Eelgrass is the climate-fighting hero the ocean needs


Today is World Ocean Day, and Rep. Raúl Grijalva has introduced the Ocean-Based Climate Solutions Act. This is a comprehensive bill that addresses the litany of threats that climate change poses to people and birds on our coasts, and it includes measures to restore and protect coastal ecosystems that store carbon pollution like eelgrass.

Eelgrass is a flowering saltwater plant in the seagrass family that grows underwater in dense, swaying meadows. It’s found in bays, estuaries, and beaches on the West Coast from Alaska through California, and on the East Coast from Newfoundland through the Carolinas.

Eelgrass meadows provide essential habitat for coastal birds, like Brant, wigeon, and teal which feed directly on the plant. They also serve as a nursery for important forage fish like Pacific herring to lay their eggs, which sets off a feeding frenzy with dozens of seabird species gathering to feast, like scaups, scoters, pelicans, cormorants, and grebes. During low tides, eelgrass beds on tidal flats hold moisture like a sponge, offering a safe, wet habitat for small creatures. Eelgrass also attracts crabs, salmon, and marine mammals, making it an important place for the fisheries and tourism industries.

Healthy eelgrass beds clean and filter water while acting as natural buffers to protect the coastline during storms. Now, science is showing that eelgrass absorbs the carbon pollution that drives climate change.

Dr. Aurora Ricart of University of California-Davis is the lead author on a groundbreaking new study showing that eelgrass provides a refuge for sea life from ocean acidification. She describes ocean acidification as “the evil twin of climate change”—excess carbon dioxide makes the ocean more acidic, which harms marine animals by making it more difficult to build their shells and skeletons. This means fewer crustaceans, shellfish, and tiny animals called zooplankton for birds and other wildlife to eat.

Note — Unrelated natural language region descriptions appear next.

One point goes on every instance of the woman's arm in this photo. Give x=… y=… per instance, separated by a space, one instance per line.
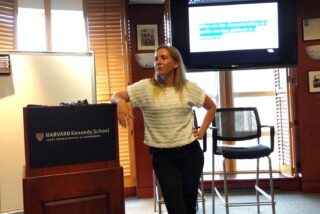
x=211 y=108
x=121 y=98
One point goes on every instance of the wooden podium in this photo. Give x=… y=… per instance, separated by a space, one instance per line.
x=72 y=160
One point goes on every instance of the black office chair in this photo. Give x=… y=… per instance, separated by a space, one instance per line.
x=239 y=125
x=157 y=195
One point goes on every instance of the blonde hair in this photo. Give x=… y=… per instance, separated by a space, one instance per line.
x=179 y=72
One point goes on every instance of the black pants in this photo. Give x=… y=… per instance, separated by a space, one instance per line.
x=178 y=171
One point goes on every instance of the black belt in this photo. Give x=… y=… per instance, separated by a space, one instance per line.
x=192 y=145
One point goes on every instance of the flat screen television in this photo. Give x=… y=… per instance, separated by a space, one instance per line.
x=234 y=34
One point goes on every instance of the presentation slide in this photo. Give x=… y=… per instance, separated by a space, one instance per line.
x=233 y=27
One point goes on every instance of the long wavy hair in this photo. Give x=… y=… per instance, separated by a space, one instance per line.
x=179 y=72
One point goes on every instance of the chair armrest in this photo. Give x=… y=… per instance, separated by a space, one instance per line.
x=271 y=133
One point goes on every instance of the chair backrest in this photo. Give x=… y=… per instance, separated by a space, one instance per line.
x=237 y=124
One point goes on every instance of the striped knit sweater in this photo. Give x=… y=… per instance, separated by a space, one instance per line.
x=168 y=118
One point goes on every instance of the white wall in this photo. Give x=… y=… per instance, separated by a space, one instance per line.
x=36 y=78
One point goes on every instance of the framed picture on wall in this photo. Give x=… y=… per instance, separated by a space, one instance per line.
x=314 y=81
x=147 y=36
x=311 y=29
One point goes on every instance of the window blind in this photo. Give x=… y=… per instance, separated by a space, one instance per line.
x=8 y=10
x=106 y=35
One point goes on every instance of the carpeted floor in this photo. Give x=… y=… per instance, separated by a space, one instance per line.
x=287 y=203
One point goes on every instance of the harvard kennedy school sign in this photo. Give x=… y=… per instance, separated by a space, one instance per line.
x=62 y=135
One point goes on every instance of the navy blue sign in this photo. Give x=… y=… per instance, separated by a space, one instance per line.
x=65 y=135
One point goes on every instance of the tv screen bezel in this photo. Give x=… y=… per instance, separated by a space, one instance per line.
x=284 y=56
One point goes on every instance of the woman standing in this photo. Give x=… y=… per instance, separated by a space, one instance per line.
x=166 y=102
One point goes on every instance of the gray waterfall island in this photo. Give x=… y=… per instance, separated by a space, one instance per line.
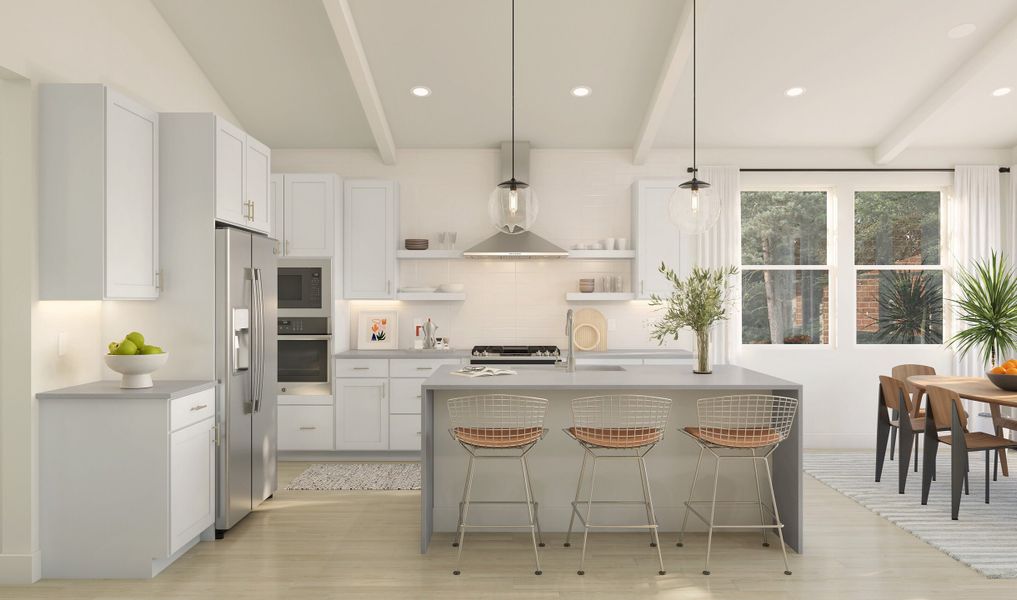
x=554 y=462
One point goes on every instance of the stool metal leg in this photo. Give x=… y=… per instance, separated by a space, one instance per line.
x=536 y=505
x=459 y=524
x=713 y=512
x=692 y=494
x=530 y=510
x=653 y=516
x=579 y=486
x=466 y=512
x=780 y=524
x=589 y=510
x=759 y=497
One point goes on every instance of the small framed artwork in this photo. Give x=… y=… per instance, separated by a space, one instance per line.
x=377 y=330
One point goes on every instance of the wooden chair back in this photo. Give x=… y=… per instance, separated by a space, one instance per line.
x=941 y=404
x=894 y=393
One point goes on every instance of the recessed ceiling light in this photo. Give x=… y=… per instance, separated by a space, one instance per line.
x=961 y=31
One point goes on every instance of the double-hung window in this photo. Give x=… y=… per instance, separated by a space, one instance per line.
x=898 y=266
x=785 y=266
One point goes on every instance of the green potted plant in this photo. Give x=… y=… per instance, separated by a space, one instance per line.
x=988 y=306
x=696 y=303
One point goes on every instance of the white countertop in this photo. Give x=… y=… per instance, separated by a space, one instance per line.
x=165 y=390
x=728 y=377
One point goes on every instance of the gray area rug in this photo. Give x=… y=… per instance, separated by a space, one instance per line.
x=358 y=476
x=984 y=537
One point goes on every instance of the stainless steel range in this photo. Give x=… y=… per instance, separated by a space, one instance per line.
x=515 y=355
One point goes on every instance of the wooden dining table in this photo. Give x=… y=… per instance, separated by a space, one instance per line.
x=977 y=390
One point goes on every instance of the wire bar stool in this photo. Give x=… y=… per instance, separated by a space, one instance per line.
x=616 y=427
x=497 y=426
x=740 y=427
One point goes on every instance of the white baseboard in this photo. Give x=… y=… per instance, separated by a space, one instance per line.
x=20 y=568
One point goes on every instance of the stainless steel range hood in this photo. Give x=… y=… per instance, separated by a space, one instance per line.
x=520 y=245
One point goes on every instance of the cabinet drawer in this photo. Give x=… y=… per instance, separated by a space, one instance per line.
x=362 y=367
x=404 y=432
x=419 y=367
x=191 y=409
x=305 y=427
x=405 y=396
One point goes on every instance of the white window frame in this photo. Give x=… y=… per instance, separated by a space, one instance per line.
x=855 y=267
x=830 y=266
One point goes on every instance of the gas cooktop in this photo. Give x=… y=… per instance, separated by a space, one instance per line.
x=515 y=354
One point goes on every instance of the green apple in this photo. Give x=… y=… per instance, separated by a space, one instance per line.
x=126 y=348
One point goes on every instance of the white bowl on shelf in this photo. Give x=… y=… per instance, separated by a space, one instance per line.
x=136 y=369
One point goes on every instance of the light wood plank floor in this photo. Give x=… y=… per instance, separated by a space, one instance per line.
x=352 y=545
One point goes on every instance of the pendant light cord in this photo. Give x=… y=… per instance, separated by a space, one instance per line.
x=514 y=90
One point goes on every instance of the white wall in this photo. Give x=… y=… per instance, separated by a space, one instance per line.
x=127 y=45
x=585 y=195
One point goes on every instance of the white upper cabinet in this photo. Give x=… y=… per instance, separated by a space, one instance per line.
x=306 y=203
x=99 y=189
x=207 y=154
x=656 y=238
x=258 y=171
x=370 y=222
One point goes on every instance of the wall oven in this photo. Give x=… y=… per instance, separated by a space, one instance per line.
x=304 y=285
x=305 y=356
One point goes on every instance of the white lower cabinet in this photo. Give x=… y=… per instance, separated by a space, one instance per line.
x=127 y=478
x=404 y=432
x=362 y=414
x=306 y=427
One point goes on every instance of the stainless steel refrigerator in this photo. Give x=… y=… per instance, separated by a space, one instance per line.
x=246 y=304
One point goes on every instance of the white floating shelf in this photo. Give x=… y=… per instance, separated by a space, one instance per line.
x=431 y=296
x=429 y=254
x=602 y=254
x=599 y=297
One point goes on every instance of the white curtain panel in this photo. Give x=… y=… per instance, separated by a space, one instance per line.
x=720 y=247
x=973 y=226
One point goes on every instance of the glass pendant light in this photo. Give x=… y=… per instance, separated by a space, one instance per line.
x=692 y=206
x=513 y=204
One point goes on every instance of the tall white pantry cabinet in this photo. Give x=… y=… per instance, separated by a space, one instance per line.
x=99 y=194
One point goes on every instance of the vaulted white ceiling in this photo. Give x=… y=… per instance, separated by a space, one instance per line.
x=866 y=65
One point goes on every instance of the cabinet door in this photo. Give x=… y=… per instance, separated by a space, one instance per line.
x=309 y=215
x=230 y=144
x=192 y=482
x=369 y=222
x=657 y=239
x=362 y=414
x=131 y=199
x=257 y=170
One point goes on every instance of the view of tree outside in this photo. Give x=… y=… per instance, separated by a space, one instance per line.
x=894 y=229
x=785 y=281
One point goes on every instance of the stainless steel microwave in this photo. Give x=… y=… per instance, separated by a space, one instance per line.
x=304 y=285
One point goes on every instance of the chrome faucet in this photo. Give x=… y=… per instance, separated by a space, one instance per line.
x=570 y=331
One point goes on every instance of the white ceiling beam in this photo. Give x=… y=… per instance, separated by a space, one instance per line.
x=675 y=62
x=905 y=131
x=356 y=61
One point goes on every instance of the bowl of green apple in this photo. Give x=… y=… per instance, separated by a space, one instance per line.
x=135 y=360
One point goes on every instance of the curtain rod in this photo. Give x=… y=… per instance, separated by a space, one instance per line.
x=843 y=170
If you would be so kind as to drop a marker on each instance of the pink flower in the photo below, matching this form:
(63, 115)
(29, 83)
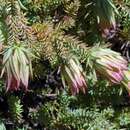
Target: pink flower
(72, 76)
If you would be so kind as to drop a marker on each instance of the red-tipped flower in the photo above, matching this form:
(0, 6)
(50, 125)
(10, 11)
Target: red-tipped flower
(72, 76)
(17, 66)
(109, 64)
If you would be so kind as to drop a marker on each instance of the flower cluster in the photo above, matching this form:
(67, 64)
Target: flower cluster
(72, 76)
(109, 64)
(17, 67)
(126, 80)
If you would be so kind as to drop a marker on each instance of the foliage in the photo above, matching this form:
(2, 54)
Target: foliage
(67, 44)
(15, 108)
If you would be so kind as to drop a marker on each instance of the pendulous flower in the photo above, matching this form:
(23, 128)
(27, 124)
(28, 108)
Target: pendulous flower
(17, 67)
(126, 80)
(110, 64)
(72, 76)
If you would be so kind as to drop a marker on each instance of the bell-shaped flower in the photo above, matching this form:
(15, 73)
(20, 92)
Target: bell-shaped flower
(17, 67)
(126, 80)
(72, 76)
(109, 64)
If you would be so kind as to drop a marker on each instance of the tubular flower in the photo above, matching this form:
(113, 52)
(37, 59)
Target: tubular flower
(17, 67)
(110, 64)
(72, 76)
(126, 80)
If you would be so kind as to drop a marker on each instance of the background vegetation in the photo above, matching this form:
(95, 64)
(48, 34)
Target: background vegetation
(54, 71)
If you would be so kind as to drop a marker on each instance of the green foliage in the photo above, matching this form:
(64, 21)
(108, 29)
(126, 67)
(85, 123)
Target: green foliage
(54, 30)
(15, 108)
(2, 126)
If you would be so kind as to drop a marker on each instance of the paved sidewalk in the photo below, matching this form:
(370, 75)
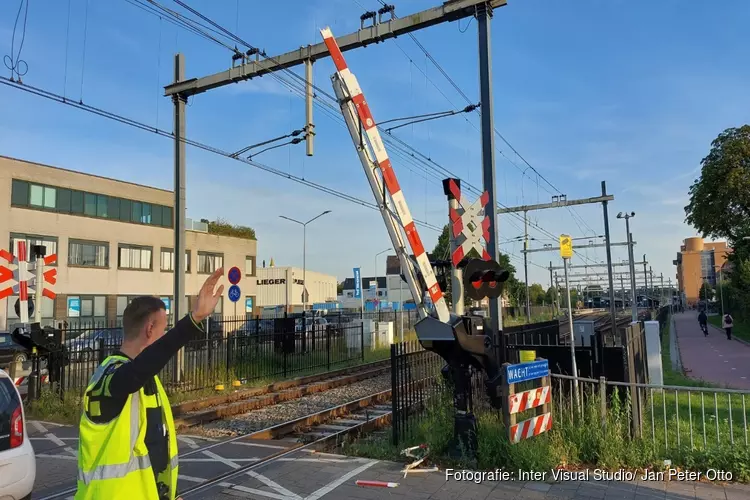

“Scientists like me have been studying the capacity of seagrass meadows to mitigate climate change effects through carbon sequestration with very optimistic results,” says Dr. Ricart. “Seagrasses, among the many other ecosystem services they provide, can serve as natural tools to increase adaptive capacity of coastal areas regarding climate change. Their conservation should be a priority.”

The ocean takes in about a quarter of the carbon we pump into the atmosphere, roughly the same as the absorption by land. However, coastal habitats including eelgrass, mangroves, and tidal marsh remove carbon from the atmosphere at approximately three times the rate of land-based habitats like forests. Known as “blue carbon,” these habitats store carbon in their sediments for thousands of years. Conversely, if these blue carbon habitats are destroyed, they release their carbon back into the atmosphere.

Unfortunately, seagrasses are disappearing worldwide because of pollution, dredging, development, sea-level rise, and other human-caused impacts. Approximately 30 percent of the world’s seagrass has vanished since the 1870s. Globally, we’re now losing two football fields’ worth of eelgrass every hour.

Yet eelgrass can be protected and restored. In Puget Sound, eelgrass has stabilized thanks in large part to efforts to restore and protect eelgrass beds. In Chesapeake Bay, a decades-long project has restored nearly 9,000 acres of eelgrass, bringing back a once-lost food web to a wintering habitat for Atlantic Brant. And Audubon California is working with partners to restore eelgrass habitat to Richardson Bay, the second largest existing eelgrass bed in the San Francisco Estuary.

As Audubon has found in our recent Natural Climate Solutions Report, some of the best landscapes for storing carbon naturally are also important to birds’ survival. Maintaining and restoring these climate strongholds are key to reducing emissions and protecting the birds we love.